Friday, Jun. 20, 1969

A Man of Infinite Possibilities

Of the 900 or so drawings by Leonardo da Vinci known to survive in the world, some 600 have resided for centuries in the royal collection of Britain's monarchs. How they came to be there is not certain. Most of them seem to have been brought to England by Thomas Howard, Earl of Arundel, known as "the father of English art collectors," who found them in Spain some time after 1637. The royal family acquired them some time before 1690. But apparently neither King William III nor Queen Mary was much impressed by their quality. A hundred years later, an official at Windsor Castle discovered them tucked away "in the bottom of a chest of drawers."

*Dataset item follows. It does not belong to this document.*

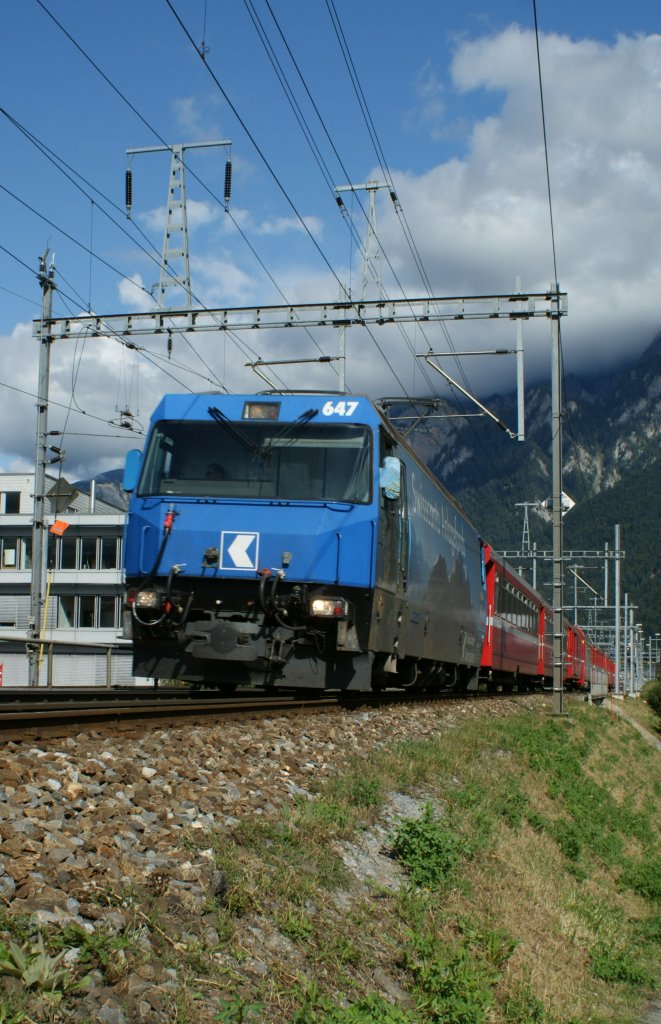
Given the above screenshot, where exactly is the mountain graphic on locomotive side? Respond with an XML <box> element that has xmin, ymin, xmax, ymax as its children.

Ever since, they have been the jewels of the Crown's fabulous collection of 20,000 to 30,000 prints and drawings. In fact, they are so dearly prized that, in the words of Robin Mackworth-King, Windsor Castle's librarian, "the Queen feels her responsibility to posterity is too great to assume the risks of sending them abroad." A few are displayed in the Windsor Castle gallery on a rotating basis (scholars, however, may examine them in the archives any time). This summer, a huge sampling of the treasure has been put on view at the eight-year-old Queen's Gallery in Buckingham Palace.

With 163 drawings, it is the biggest Leonardo show ever, and has already drawn 36,000 visitors. Chronologically, the drawings run from studies of lilies done in 1478, when Leonardo was an apprentice in Verocchio's Florentine workshop, to the coarse drawings probably done after 1516, when he had moved to France and, in his 60s, had suffered a paralysis of his working arm. Most important, the exhibition encompasses the extraordinary diversity of Leonardo's interests and achievements. Armaments, navigation, map making, mathematics, anatomy, botany, astronomy--his investigations into all of them are graphically annotated. The continual restlessness of his great mind can be seen in the numerous sheets on which he had sketched, say, a gearwheel mechanism, only to move swiftly on to a series of male nudes or a study of ocean waves without even changing paper. Then again, he might use an empty corner to jot down a scientific observation or a moral speculation in his strange, backward-running "mirror handwriting."

Out of Patience. It is hard to imagine a man with a clearer eye or a more far-ranging mind. Leonardo might stop work on a painting to dissect a cadaver and make meticulous studies of its musculature so that he could better understand the twist of a body or the shape of an arm. He took as his province the total knowledge of mankind (which was then manageable), and painting was only a part of it. Even when he was famed the length and breadth of Italy and crowned heads and prelates were besieging him for paintings, he pronounced himself "out of patience with the brush" and turned for five years to other projects. Thus only a handful of paintings survive--or were ever completed.

Perhaps there is a reason; painting is essentially a more voluptuous mode of expression than drawing. To judge from 16th century copies of his now lost Leda and the Swan, he could depict sensuous nudes when he chose. But the drawing that survives of Leda's head shows a lady ethereal and detached. Surviving also are the austere and delicate silverpoint studies of hands, believed to have been made for the portrait of Ginevra dei Benci. The painting itself, in Washington's National Gallery, has been cut off just below the shoulders (though no one knows in which century the damage was done).

Legacy and Vision. Leonardo seemed to feel something like a passion for his human subjects only when he happened to view them with disgust or satirical malice. He was powerfully attracted by strange faces and would sometimes follow some chance passer-by all day long in order to memorize his countenance. His pen caricature of five grotesque heads shows five prototypes of stupidity, cruelty, narrow-mindedness, arrogance and rage.

His warmest and most sympathetic studies are often not those of human beings at all but animals, plants and natural forces. He was fascinated by horses, drawing them from life and from memory, from every angle.

Latter-day biographers, including Britain's Sir Kenneth Clark, have presumed that Leonardo was a homosexual, citing as part of their evidence the equivocal smile of the Mona Lisa and the faintly cold, faintly remote quality of his drawings.

Leonardo was supremely a man of infinite possibilities--so many that only a fraction of them were ever realized. He should have devoted himself to painting, say the painters. To engineering, say the engineers. To city planning, say the planners. To anatomy, say the anatomists. His drawings most completely preserve and record what he dreamed and was. His legacy, his inspiration and his exasperating, incomplete genius are all there.